With the men out on an exorcism to earn some extra money, Kagome stayed with Sango, helping her friend with her three children. Inuyasha rested easier on nights away from the village knowing that if trouble arose, Sango was never more than a room away from his heavily pregnant wife. The last few months, he'd been increasingly overprotective, and Kagome expected it to get worse as the birth of their first child loomed ever closer.

No one counted on an errant spark from the usually well-banked cooking fire to latch onto the laundry the girls brought in that evening. The men spent the last day and a half hurrying back to the village after a successful exorcism, eager to get back to their wives and children, the sight of the home Miroku and Inuyasha built for the ex-monk and his family engulfed in flames sent them running.

The southern exterior wall collapsed, bringing the rest of the building down with it, seconds after Kagome emerged from the hut, squalling child in her arms. A falling beam hit at just the right angle, catching her right on the temple and for one breath-stealing moment she tumbled towards the ground. A pair of familiar steady arms caught her before her head could hit the hardened earth below. Inuyasha swept the two of them up into his arms and ferried them to where Miroku stood comforting his wife and children. After delivering the girl to her parents and leaving Kagome in their care, he'd run off to help the other able-bodied men extinguish the fire. Fire safely out, Inuyasha stopped briefly to find Kagome offering up their spare room to their now displaced friends.

"Just until we've rebuilt," Miroku assured him, though Inuyasha had been about to make the same offer. The young family could stay in the extra room Inuyasha built for Shippo, when he built the hut.

With a parting nod to the ex-monk, Inuyasha scooped up his injured wife and absconded to the river.

The adrenaline and exhaustion and the hormones catch up to Kagome all at once and she latches onto Inuyasha, clutching onto the front of his shirt. He crushes her to him, holding her close until she stops crying. Murmuring soft nonsense to distract her, he brushes his claws through her hair and rubs her back. She leans into Inuyasha's shoulder and a gasping shudder runs through her. Kagome wipes the final tears from her cheeks and heaves a sigh.

"Why aren't you more angry?" she asks, pulling back to meet his gaze.
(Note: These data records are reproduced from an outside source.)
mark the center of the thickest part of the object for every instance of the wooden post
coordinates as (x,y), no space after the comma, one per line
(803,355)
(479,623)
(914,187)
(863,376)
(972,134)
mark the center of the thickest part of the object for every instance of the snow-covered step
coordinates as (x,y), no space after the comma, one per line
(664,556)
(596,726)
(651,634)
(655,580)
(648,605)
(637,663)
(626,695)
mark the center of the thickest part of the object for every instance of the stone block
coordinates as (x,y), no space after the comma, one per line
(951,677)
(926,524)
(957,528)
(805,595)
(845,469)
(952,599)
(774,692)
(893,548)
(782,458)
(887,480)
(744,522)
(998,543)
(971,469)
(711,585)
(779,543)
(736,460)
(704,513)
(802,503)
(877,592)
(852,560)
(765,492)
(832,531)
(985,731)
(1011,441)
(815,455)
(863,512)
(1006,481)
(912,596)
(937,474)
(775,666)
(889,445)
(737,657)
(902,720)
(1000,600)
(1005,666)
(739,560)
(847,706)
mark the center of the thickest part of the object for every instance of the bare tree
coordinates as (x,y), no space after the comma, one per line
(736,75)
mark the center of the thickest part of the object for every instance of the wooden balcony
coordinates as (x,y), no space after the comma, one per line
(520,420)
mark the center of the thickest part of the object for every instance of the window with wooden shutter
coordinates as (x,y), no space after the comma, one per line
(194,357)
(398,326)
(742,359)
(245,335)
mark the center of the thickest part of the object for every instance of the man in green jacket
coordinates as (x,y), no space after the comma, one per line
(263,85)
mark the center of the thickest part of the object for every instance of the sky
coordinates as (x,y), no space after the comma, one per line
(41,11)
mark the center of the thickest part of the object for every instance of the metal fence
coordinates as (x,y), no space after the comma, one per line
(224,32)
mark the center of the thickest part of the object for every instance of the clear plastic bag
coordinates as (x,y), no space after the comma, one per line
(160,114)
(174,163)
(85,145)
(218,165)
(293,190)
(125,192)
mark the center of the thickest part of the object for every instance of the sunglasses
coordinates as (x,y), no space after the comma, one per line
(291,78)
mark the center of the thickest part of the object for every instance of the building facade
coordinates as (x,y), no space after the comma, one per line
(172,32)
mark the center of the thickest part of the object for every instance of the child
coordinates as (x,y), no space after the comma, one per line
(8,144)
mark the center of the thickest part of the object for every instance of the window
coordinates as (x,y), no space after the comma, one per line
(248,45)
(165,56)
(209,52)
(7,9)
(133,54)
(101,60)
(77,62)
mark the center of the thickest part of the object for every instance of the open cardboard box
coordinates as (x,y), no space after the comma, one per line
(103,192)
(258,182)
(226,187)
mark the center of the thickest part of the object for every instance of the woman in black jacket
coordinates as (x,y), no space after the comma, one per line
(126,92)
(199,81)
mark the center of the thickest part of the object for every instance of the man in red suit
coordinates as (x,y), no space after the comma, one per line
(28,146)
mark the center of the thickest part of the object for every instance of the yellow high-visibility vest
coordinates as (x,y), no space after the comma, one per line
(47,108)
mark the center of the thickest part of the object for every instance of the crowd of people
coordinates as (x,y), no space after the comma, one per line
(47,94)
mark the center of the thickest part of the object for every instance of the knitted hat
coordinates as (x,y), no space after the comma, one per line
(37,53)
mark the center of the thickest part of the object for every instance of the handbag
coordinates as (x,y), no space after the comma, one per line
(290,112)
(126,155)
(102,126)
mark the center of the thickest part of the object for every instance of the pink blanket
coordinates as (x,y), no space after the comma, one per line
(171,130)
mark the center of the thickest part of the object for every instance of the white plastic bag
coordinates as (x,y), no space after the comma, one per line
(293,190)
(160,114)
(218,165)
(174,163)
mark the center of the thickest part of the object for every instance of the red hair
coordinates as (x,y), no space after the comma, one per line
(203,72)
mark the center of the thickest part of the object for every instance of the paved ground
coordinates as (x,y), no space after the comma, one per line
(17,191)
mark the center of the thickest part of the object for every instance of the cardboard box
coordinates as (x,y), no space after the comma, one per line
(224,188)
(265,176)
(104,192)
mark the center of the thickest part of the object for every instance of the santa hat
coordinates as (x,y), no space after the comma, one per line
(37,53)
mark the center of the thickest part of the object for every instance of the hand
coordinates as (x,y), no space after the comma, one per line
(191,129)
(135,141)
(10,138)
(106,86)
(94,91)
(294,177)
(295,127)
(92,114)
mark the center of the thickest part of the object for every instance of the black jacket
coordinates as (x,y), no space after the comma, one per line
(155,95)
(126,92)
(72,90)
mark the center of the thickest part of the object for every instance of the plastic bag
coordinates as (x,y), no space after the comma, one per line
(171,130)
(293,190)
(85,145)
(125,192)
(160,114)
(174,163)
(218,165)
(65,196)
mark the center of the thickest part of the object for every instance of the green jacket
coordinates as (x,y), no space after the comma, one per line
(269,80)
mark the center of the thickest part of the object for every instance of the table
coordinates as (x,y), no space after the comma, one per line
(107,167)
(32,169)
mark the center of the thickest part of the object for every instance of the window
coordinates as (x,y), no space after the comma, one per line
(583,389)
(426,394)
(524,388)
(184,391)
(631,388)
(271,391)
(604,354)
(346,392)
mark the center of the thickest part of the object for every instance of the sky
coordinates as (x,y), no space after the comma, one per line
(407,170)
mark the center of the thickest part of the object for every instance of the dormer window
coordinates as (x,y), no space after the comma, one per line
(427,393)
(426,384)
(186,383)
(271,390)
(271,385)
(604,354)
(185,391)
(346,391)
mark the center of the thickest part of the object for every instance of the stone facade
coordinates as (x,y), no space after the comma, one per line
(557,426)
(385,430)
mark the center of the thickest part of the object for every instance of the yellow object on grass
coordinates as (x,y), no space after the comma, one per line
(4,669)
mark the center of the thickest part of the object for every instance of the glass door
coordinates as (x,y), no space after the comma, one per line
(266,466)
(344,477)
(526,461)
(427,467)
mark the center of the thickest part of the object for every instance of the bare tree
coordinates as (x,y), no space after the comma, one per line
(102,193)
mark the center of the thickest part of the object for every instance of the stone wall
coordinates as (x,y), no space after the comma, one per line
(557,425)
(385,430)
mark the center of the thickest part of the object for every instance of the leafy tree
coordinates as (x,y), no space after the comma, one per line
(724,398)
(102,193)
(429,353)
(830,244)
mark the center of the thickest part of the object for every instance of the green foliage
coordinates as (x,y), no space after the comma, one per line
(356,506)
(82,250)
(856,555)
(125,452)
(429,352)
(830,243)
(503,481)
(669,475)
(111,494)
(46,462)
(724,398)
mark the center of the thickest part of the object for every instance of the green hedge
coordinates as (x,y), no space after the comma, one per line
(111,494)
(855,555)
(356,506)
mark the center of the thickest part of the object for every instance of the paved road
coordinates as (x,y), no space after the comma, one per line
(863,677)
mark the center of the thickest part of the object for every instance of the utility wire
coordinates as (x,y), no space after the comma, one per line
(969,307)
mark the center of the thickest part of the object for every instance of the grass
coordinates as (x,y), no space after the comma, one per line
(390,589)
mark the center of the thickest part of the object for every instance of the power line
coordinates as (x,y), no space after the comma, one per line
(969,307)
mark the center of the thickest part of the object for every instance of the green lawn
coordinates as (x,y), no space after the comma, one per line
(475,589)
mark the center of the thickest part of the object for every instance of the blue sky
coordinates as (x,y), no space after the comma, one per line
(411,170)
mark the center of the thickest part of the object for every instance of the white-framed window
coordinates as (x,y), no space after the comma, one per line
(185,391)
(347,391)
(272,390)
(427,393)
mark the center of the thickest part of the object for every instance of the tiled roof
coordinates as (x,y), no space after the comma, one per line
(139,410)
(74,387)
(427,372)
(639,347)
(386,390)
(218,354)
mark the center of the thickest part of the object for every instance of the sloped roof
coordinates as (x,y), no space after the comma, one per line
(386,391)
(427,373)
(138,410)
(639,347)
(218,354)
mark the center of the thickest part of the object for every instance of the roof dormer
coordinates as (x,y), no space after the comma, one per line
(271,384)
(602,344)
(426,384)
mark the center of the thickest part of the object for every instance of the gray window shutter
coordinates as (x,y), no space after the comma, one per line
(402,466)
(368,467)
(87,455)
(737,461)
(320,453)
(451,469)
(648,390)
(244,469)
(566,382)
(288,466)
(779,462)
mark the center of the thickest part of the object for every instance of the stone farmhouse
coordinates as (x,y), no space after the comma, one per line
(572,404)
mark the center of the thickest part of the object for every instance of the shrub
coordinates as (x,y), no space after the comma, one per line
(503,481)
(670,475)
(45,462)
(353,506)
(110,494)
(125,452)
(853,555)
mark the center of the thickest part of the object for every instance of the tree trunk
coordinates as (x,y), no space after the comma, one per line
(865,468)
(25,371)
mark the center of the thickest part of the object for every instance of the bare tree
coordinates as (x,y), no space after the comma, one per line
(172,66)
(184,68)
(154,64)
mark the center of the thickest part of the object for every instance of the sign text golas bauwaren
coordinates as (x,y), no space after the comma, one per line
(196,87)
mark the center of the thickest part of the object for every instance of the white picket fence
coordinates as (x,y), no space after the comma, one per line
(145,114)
He quirks an eyebrow at her and she gives him a halfhearted smile that eases the ache that always accompanies her tears.

"What are you talking about? I'm plenty angry," he says, though his tone says differently, as he tucks a strand of hair behind her ear.

"Uh-huh," she says, voice incredulous.

"You've gone though enough shit tonight," he says with a shrug that she might believe, if she didn't know her husband better. "Besides don't your books say that too much stress is bad for the pup?"

"Uh-huh," Kagome says with a slight smirk. "So Kaede didn't lecture you when you picked up the herbs you used on my head from her hut?"

He flushes, just a light dusting across his cheeks and sputters a lukewarm rebuttal, but they both know it's a lie. Kagome's smile turns into a full-blown smirk, one that could rival her husband's. The unspoken 'wench' makes a giggle bubble up and it slips from her lips at his chagrinned face. Inuyasha scowls and wags a finger in her face.

"Let me guess," she says, pausing to giggle at him again. She snuggles closer to him, and his arms unconsciously pull her in tighter. "You'll yell at me tomorrow?"